Ce qui nous intéresse ce n’est pas de faire concurrence à la littérature, c’est de faire passer la littérature de l’autre côté, c’est-à-dire de passer de Gutenberg à ce qui se passait au temps où il n’y avait pas d’imprimerie, il n’y avait pas de télé, où les gens se réunissaient le soir et se racontaient des histoires au coin du feu. Disons de passer d’une civilisation écrite à la culture orale qui est complètement refoulée.

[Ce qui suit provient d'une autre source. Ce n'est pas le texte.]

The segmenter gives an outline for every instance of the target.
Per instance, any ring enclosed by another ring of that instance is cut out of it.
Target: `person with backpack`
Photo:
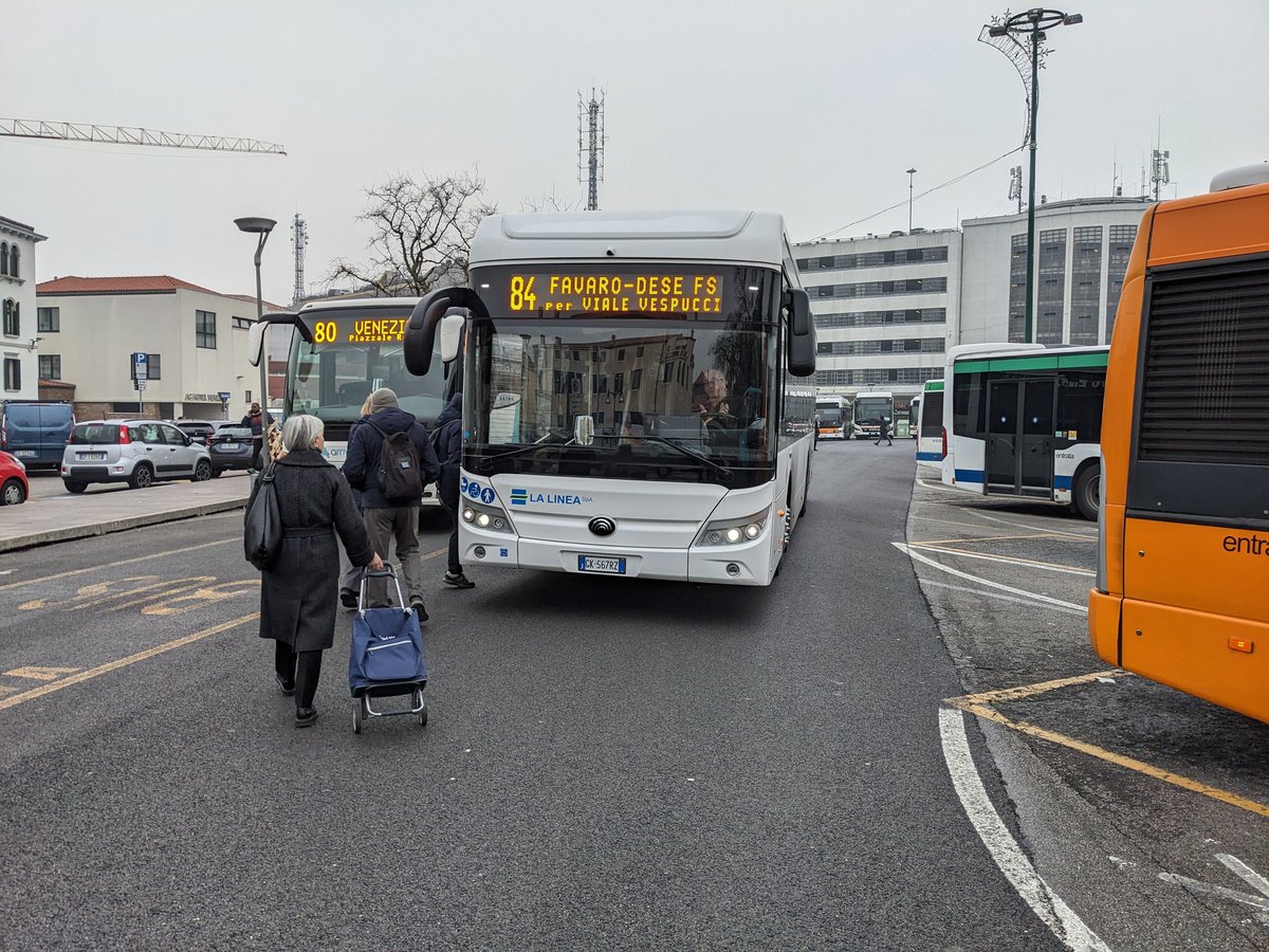
[[[463,454],[463,395],[454,393],[449,405],[437,418],[437,457],[440,459],[440,504],[449,513],[449,566],[440,579],[452,589],[473,589],[476,583],[463,574],[458,561],[458,466]]]
[[[440,473],[426,428],[397,404],[396,393],[379,387],[371,393],[371,413],[349,435],[344,476],[362,491],[365,531],[374,551],[386,555],[396,539],[396,559],[410,607],[428,621],[423,604],[423,560],[419,557],[419,508],[423,487]],[[387,585],[367,586],[368,607],[387,604]]]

Walter Benjamin a consacré un texte qu’il appelle “le narrateur” (Der Erzähler] (qu’il a traduit lui-même en français) où il oppose le récit oral au roman sur le plan de l’échange d’expérience., du collectif et de la solitude.

 

JMS : Ah! bon, tu le connais mieux que moi celui-là. Mais il est certain que l’écrivain est condamné à être un individu dans la société où l’on vit, la capitaliste, et pas seulement elle. Dans cette autre tentative de l’autre côté du mur, la société des démocraties dites populaires étaient malgré tout une société où l’artiste était condamné à être un individu même s’il rêvait de ne pas en être un. S’il n’était pas un individu, il ne pouvait être un artiste. D’ailleurs cette même société condamnait Lénine à être de plus en plus un individu, c’est ce qu’il dit quand il dit que son travail politique ne lui permet pas d’écouter de la musique. Dans le monde où on vit, l’être humain étant limité, le monde étant tel qu’il est, on ne peut pas faire trois choses à la fois, ni même deux. On est condamné. C’est ce que disait Schönberg — ça n’est pas très différent — quand il disait à Eisler « Au lieu de faire tant de politique, tu ferais mieux de te concentrer sur ton travail ». C’est une provocation un peu… poujadiste, mais c’est un fait, on ne peut pas à la fois faire de la politique et fabriquer des objets qu’on appelle des objets esthétiques ou des œuvres d’art ou des films.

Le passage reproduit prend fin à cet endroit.